Jack: Phillip K. Dick was one of those authors who are so skilled at what they do that you really get into his head.  You get into his head and realize that there are layers upon layers of realities where an infinite number of individuals are sitting in an infinite number of cars outside your house waiting for you to slip up- just once- so they can scribble it down in their notebook, smoke a cigarette and hate their  . . . they don’t know what. They don’t care any more than you do. We play Cops and robbers and kick through our lives wondering if we are real or fake but mostly spend all of our disposable income trying to not admit that Phillip K. Dick’s head is our very real, our very real reality.  “Canonize . . .” is about the paranoia that you are wasting your life and all will come to naught. Who better to describe paranoia than Mr. Dick?  He was sure they were against him AND THEY WERE!

MM: I don’t have the benefit of a lyric sheet for ‘The Anarchy and The Ecstasy’…

Jack: As I am very busy and haven’t the time to look them up on either your well designed Inferno website or many enthusiasticly updated fan sites – talk about lazy journalists!…

MM: I wondered if you could explain what ‘The Disarming Smile’ is about?

Jack: ‘Disarming’ is a song I wrote for Sturgeon from that Left Over Crack band to sing. He and I had an argument at the Ottobar in Baltimore about me appearing on the second Star Fucking Hipsters album which I didn’t want to do and made up by agreeing to do a split 7 inch where we’d perform songs written by each other. That never happened but I wrote the lyrics that night on tour about what I thought Sturg and I had the most in common: lifer punk rockers on the road

MM: And ‘The Apple Was Eve’,what’s that about? 

Jack: It is about a love triangle when it is too late to apologise about it.

MM: Is there an underlying message, or recurrent theme running through your songs? 

Jack: Probably, as I wrote all the lyrics.

MM: There seems to be a common thread flowing through most of them, that is to escape from the drudgery of the world forced upon us by social convention and the rules that govern the way in which society work? Does it exist, or is just  a beautiful accident…?

Jack: It does exist and you have stumbled across it by a beautiful accident- which never happened.

MM:  As a number of demo’s for the record were freely available online before it’s release, do you think this had any notable effect on the album, both before and after release? 

Jack: It did not have any effect on the album before its release as we didn’t like them and stopped listening to them.  After its release it gave reviewers the opportunity to say they liked the demos better rather than they liked ‘Addicted To Bad Idea’s’ better.

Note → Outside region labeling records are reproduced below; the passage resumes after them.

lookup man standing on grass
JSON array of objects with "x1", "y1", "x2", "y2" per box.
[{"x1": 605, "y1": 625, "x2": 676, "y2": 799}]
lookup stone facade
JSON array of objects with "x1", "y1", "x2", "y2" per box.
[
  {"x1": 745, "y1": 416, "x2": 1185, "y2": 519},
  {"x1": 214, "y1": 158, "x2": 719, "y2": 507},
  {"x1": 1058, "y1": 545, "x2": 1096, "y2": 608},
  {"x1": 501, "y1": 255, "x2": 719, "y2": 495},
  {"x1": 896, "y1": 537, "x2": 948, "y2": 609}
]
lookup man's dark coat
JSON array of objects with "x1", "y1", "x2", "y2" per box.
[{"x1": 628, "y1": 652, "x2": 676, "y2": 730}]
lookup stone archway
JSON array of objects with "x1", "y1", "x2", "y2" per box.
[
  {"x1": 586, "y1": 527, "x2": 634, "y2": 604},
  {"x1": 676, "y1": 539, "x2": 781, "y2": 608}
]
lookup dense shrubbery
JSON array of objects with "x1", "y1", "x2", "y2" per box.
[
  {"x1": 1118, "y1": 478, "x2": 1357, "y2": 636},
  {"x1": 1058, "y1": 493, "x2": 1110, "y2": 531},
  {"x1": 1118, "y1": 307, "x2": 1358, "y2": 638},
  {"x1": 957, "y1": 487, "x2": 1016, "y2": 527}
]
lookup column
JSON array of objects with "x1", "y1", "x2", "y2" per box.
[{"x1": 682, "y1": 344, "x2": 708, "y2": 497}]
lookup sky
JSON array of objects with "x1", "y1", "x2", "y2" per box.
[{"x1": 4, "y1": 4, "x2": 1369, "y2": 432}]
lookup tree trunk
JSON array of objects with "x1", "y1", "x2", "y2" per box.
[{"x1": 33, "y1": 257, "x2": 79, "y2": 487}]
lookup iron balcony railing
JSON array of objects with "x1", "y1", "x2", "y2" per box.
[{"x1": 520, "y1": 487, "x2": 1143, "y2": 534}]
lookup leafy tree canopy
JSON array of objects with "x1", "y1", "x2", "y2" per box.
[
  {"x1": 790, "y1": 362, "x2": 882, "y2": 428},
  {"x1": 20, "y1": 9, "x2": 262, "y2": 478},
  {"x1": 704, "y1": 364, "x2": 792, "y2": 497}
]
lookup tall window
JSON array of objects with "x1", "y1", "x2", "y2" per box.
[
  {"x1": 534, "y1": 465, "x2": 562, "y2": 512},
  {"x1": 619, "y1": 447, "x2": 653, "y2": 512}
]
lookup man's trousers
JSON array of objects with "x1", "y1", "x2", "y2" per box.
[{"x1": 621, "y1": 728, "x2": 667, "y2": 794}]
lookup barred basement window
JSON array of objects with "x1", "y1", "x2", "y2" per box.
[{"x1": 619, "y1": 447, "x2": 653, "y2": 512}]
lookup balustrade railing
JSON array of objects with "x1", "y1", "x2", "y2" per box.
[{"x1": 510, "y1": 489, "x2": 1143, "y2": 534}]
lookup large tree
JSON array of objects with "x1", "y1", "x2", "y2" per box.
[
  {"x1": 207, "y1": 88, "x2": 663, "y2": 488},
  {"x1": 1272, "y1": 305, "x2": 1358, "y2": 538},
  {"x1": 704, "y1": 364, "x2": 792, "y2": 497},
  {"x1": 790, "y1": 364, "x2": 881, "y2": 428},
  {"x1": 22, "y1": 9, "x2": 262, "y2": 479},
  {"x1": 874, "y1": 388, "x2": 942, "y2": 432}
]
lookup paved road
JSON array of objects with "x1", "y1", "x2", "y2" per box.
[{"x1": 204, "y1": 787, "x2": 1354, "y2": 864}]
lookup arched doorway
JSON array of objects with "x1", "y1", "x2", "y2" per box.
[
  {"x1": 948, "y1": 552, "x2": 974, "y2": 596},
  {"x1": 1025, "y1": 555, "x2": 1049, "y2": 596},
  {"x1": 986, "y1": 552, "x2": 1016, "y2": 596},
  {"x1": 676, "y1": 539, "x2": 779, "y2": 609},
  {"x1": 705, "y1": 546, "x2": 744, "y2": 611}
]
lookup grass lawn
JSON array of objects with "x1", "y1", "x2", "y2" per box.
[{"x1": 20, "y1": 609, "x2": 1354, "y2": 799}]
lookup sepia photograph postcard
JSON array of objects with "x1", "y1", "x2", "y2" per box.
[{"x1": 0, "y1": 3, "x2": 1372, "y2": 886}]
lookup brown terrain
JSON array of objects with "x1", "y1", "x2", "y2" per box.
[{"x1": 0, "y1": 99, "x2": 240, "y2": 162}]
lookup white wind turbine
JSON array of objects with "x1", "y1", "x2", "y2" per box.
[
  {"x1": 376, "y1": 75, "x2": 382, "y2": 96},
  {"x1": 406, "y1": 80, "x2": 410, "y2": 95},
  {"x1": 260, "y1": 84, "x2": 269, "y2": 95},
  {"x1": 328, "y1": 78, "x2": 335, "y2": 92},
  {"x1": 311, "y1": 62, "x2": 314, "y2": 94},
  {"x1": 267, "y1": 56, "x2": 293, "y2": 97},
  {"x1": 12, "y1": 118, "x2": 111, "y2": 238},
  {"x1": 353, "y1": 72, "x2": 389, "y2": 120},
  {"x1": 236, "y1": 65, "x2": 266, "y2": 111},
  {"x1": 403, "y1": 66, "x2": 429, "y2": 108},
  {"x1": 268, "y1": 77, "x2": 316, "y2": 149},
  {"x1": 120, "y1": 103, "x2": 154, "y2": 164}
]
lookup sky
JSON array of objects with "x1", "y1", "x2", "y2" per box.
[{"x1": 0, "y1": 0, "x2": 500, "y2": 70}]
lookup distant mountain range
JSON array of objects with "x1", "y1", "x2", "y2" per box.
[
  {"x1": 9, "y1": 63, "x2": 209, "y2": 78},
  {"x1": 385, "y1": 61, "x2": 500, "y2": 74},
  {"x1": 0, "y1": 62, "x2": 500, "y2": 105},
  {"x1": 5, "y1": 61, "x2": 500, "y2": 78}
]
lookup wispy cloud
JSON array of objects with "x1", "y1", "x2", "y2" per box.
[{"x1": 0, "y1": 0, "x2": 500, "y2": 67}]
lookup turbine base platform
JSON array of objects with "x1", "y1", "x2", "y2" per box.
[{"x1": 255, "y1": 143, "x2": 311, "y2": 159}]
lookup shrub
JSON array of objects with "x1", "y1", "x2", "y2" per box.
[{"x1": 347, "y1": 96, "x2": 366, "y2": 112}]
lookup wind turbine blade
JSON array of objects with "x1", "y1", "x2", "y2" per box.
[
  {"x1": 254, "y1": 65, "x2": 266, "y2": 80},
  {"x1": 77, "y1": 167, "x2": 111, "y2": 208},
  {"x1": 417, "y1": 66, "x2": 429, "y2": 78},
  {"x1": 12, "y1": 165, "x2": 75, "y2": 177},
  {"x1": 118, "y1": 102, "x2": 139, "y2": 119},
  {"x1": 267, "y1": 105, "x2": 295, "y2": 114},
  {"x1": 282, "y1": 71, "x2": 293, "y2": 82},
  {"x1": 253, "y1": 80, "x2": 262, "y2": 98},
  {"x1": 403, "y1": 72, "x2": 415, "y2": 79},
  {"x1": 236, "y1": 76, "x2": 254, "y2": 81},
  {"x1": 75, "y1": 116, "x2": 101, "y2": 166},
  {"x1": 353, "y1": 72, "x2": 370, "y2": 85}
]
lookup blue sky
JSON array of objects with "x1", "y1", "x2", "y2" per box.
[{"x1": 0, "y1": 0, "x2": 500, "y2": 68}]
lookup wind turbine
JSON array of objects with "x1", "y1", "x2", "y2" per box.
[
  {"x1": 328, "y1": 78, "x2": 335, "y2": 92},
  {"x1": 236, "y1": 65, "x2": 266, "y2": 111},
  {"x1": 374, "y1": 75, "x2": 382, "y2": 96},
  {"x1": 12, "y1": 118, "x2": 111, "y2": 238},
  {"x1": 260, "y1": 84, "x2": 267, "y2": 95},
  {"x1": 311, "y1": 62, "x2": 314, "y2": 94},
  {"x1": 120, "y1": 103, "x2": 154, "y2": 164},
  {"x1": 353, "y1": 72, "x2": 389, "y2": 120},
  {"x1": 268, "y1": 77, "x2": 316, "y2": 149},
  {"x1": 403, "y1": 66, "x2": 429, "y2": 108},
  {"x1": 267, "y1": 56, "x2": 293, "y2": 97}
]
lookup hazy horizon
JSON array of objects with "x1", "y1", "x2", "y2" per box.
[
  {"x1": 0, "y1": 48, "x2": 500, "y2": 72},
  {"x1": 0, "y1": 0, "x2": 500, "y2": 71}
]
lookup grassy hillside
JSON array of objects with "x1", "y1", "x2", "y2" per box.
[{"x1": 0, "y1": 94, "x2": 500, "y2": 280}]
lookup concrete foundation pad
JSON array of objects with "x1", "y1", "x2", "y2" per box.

MM: How do you feel about internet and music? The age of the legal and illegal download? Is piracy an inevitable consequence of technological development and people’s desire to hear and experience new music and film, or is it a direct result of major label and studio greed and nearly a century of profiteering from artists, musicians, authors and actors? 

Jack: Even though it very much costs me profits I am sticking with “information wants to be free”. Sorry SESAC.

MM: Tell us about your annual Halloween show, Hallowmas? 

Jack: It is the birthday of us all.  We plan for it all year and can not wait to see you there.

MM: What’s next for TWIFS? What are your plans for the next twelve months, and what do you hope lies just over the horizon for the band?  

Jack: We are on tour for the next 2 years like we are every time we release a record!  I hope I don’t die before I get to record another record! Do you know how hard this work is? 

MM: If there’s anything that you’d like to add, speak now or forever hold your peace…

Jack: Yes, that the future is good and unwritten. That there are better angels and better angles. That 99% of success is showing up, so fucking show up! That American acts bleed way into the third or fourth. That I gained satisfaction in learning that the Englishmen of the 15th century drank water only as penance. That every saint has a past and every sinner has a future .That every person you wished would call thought about calling you every night. And that I hope Jim Carroll knew he died beloved.